Feb. 4 (Bloomberg) -- Air Canada is counting on sales in the U.S., additional cost cuts and a hedging program to help make up for a drop in the value of the nation’s currency, Chief Executive Officer Calin Rovinescu said.
Canada’s dollar has lost 9.8 percent of its value against its U.S. counterpart in the past year. For carriers such as Air Canada and smaller rival WestJet Airlines Ltd., the decline is especially important because fuel -- their biggest single expense -- is denominated in U.S. dollars, as are new aircraft.
“As part of our annual budgeting process, we forecasted some weakness in the Canadian dollar, though not to its current level,” Rovinescu said today in a speech in Toronto. “As a result, we got a head start looking at ways to mitigate the exposure such as additional cost reductions or revenue enhancement initiatives.”

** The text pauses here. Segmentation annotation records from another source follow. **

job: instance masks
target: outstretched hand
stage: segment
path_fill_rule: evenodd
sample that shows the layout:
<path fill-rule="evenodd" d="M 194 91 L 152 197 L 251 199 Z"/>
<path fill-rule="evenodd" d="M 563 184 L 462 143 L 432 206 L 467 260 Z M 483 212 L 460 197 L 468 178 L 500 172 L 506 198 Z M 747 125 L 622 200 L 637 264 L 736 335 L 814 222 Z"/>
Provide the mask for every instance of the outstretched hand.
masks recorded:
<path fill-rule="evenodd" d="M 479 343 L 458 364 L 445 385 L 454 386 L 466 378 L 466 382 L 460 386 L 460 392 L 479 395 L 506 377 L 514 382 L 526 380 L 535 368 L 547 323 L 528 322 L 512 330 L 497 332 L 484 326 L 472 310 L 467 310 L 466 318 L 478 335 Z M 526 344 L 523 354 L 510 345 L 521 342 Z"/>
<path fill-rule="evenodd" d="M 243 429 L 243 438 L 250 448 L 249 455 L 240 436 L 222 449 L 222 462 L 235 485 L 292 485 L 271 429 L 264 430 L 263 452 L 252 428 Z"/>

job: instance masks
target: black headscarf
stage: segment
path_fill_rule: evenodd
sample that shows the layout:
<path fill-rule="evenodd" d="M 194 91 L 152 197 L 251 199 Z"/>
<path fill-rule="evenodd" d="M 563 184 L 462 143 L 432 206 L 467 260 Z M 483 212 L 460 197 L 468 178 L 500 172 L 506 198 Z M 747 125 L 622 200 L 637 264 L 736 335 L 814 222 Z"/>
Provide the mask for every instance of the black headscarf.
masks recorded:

Air Canada, the nation’s largest airline, is working to trim costs by about 15 percent in the medium term with the help of higher-density aircraft, new maintenance agreements and the start last year of its Rouge leisure unit. Sales in the U.S., which exceed $1 billion annually, will also help to offset the drop in the currency, the CEO said.
The airline, based in Montreal, plans to release fourth-quarter results Feb. 12. Rovinescu said last month he would discuss currency effects on his next quarterly conference call.
Air Canada had more than C$3.3 billion ($2.98 billion) of U.S. dollar-denominated debt as of Sept. 30, according to a Nov. 8 filing.
Every 1-cent drop in the value of the Canadian dollar cut annual operating income by C$33 million, Air Canada said in its 2012 annual report.
Buying aircraft and all of its fuel in U.S. dollars means Air Canada has a “massive exposure” to that currency, Rovinescu told reporters in Montreal after a speech Jan. 27.
The airline awarded Boeing Co. an order for narrow-body jets valued at $6.5 billion in December.